Li's mind was already working, cold and clear. He had no real weapon. The multi-tool had a two-inch blade. Useless. He looked around. A street signpost, bent and rusty, reading "EXIT 7B." Genesis Sight highlighted a deep corrosion point near its base. He ran to it, silent, and using his weight and strength as a lever, snapped it off at the weak point. He had a six-foot length of heavy, rusted metal. One end was jagged. A crude spear.

 

The Wretch heard the metallic crack. It stopped its shambling. Its head turned, empty sockets somehow fixing on him. It let out a gurgling roar that sounded like someone drowning in tar, and charged. It was faster than its shambling suggested, a lurching sprint that ate up the distance.

 

Li didn't run. He planted his feet in the powder, the spear leveled. The Wretch closed the distance, twenty meters, ten.
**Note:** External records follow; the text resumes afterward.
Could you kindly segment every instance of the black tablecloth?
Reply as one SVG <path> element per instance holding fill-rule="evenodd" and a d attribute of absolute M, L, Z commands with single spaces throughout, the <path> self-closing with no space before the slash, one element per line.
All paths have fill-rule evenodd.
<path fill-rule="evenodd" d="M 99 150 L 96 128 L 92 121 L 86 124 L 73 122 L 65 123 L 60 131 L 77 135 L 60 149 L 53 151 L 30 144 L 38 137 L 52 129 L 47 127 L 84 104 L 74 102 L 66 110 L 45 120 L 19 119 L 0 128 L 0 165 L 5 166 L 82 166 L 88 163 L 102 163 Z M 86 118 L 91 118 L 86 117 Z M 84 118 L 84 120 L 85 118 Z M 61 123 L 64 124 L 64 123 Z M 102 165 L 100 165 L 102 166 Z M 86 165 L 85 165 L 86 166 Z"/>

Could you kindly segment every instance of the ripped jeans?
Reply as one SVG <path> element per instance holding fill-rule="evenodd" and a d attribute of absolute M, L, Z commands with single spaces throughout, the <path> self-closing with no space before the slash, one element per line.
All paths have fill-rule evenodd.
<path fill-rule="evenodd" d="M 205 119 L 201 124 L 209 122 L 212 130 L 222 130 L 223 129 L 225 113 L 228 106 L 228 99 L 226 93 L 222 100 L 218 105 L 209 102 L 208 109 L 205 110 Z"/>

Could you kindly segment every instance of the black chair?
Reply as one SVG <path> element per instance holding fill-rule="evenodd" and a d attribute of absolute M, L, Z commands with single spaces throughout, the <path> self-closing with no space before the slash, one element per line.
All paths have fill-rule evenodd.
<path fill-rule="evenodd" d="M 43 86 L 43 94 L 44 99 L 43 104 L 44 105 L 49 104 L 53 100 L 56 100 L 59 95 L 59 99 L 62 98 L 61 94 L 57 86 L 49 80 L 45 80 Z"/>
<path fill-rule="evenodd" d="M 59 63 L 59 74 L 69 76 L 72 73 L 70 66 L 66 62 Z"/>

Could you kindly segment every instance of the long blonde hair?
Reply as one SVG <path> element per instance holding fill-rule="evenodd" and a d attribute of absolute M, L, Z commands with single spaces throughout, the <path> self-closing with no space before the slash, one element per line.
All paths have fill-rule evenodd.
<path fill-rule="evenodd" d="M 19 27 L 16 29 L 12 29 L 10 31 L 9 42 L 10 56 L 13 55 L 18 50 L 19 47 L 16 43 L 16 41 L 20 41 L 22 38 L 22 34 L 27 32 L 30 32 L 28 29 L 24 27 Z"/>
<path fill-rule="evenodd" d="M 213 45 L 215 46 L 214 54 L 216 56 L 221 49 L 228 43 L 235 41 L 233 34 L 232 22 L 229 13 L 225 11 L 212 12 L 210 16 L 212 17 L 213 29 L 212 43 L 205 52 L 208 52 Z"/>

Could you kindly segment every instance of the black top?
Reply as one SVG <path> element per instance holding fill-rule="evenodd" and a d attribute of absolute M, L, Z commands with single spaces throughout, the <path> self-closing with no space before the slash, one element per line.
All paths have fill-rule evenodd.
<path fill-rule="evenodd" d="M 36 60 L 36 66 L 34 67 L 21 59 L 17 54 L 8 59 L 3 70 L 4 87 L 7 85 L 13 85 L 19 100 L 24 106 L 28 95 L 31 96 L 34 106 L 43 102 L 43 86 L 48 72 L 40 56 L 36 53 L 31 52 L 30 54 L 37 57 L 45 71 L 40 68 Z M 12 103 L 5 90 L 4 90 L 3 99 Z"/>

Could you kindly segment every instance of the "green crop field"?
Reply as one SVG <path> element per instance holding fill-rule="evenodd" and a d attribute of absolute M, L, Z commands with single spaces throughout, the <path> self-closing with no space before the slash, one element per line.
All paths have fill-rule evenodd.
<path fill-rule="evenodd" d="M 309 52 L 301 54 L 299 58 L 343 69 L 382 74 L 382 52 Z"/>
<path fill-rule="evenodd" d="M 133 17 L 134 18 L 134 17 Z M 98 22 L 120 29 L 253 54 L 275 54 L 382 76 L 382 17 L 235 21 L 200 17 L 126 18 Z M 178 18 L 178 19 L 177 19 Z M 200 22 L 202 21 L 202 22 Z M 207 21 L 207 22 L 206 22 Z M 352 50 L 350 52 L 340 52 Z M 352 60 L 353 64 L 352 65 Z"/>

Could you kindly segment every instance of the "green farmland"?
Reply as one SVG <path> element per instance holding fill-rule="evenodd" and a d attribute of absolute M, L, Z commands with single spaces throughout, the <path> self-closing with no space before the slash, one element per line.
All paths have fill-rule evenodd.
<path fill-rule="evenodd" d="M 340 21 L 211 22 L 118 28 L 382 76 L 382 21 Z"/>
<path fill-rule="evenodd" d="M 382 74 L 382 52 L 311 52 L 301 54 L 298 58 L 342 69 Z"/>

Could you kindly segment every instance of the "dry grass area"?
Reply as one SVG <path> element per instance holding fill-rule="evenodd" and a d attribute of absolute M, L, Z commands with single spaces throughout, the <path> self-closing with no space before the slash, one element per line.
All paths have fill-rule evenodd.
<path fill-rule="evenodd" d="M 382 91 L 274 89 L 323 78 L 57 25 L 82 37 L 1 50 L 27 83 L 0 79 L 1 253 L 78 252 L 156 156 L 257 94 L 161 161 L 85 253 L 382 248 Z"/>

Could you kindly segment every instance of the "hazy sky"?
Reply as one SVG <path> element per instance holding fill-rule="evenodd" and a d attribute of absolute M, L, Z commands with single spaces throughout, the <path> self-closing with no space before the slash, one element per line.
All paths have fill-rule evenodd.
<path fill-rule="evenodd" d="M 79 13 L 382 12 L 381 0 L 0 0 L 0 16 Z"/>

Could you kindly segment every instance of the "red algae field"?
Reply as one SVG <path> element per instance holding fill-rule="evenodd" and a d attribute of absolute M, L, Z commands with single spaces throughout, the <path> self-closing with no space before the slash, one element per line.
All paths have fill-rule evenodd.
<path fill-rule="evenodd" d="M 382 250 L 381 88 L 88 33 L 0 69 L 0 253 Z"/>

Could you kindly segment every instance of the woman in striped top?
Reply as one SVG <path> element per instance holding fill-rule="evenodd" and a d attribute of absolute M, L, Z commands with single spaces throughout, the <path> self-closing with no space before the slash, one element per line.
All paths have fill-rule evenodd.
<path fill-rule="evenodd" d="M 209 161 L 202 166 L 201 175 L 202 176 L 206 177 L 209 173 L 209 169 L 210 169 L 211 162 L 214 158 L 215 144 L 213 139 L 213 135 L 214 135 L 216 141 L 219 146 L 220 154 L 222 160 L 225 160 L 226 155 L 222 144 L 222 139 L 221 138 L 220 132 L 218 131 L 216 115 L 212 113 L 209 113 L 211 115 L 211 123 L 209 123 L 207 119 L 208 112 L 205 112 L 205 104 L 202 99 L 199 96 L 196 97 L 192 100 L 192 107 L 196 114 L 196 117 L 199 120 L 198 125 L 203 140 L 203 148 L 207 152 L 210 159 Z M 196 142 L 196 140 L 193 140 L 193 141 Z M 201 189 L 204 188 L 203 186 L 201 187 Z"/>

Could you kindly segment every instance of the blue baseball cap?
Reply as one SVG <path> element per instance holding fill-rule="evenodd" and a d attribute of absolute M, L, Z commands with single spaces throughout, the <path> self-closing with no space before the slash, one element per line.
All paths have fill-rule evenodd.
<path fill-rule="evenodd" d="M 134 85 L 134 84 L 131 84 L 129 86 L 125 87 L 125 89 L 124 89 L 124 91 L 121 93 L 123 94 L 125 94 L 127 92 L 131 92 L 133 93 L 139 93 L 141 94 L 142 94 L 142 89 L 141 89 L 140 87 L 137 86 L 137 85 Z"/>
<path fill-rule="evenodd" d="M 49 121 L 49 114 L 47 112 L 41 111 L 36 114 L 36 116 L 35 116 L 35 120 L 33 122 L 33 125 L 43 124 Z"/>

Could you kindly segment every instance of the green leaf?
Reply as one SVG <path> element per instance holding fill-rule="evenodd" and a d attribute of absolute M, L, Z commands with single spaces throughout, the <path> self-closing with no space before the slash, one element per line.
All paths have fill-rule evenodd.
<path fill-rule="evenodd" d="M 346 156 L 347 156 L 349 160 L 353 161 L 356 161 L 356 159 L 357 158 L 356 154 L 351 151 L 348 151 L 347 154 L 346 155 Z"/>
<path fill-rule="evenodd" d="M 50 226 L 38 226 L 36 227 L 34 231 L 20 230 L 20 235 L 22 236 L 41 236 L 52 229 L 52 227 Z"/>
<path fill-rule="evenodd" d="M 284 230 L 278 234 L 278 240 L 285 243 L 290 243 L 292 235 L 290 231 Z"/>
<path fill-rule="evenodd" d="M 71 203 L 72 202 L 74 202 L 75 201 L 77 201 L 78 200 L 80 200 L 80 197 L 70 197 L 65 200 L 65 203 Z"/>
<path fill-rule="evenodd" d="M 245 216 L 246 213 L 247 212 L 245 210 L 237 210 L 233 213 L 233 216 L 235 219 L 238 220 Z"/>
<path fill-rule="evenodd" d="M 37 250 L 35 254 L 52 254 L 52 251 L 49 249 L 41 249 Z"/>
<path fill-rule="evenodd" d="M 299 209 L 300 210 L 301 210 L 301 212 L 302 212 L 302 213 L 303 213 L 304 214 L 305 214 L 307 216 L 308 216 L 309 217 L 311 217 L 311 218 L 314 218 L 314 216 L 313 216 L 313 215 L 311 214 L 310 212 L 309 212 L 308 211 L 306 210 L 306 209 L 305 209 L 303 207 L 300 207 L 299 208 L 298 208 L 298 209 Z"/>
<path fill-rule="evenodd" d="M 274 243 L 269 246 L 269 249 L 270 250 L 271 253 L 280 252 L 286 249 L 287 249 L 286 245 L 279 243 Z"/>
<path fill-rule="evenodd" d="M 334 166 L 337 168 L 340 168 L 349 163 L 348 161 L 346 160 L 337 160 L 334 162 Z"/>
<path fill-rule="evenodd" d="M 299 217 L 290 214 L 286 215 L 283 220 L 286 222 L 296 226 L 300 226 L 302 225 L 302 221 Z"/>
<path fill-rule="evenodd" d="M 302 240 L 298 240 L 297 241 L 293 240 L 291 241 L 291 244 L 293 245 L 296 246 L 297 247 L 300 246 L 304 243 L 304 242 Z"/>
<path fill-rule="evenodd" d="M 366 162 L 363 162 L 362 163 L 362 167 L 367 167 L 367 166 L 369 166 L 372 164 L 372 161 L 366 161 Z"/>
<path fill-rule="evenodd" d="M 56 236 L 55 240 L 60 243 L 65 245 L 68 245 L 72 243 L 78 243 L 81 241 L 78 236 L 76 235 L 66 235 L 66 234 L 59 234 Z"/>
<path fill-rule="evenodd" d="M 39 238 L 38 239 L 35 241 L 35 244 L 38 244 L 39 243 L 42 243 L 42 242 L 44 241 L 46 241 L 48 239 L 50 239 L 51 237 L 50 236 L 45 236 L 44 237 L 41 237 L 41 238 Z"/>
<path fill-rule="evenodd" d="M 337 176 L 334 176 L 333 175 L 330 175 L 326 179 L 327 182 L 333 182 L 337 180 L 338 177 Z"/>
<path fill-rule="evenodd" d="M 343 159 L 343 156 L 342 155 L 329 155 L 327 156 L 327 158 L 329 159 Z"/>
It swung its club-arm in a wide, telegraphed, but brutally powerful arc.

 

Li ducked under the swing, the foul, heated air of its passage washing over him. He pivoted and drove the sharp, broken end of the signpost into its side with all his might.

 

The rusted metal pierced the rotten flesh with a wet tear, but didn't go deep, maybe two inches. It was like stabbing a waterlogged mattress. The Wretch shrieked, a sound of pure, mindless rage, and backhanded him. The blow caught Li on the shoulder, spinning him around. It wasn't as strong as a spider, but it hurt, and where the blistered skin touched him, a burning, itching sensation immediately began to spread.

 

He yanked his spear free, black, oily fluid oozing from the wound. The Wretch came again, ignoring the injury completely. Li retreated, circling the wrecked SUV. He needed a better plan. Genesis Sight flicked over the creature. It glowed with a uniform, sickly yellow-green—radiation was its lifeblood. No obvious weak spot like the spider's joint. It was just… meat and poison.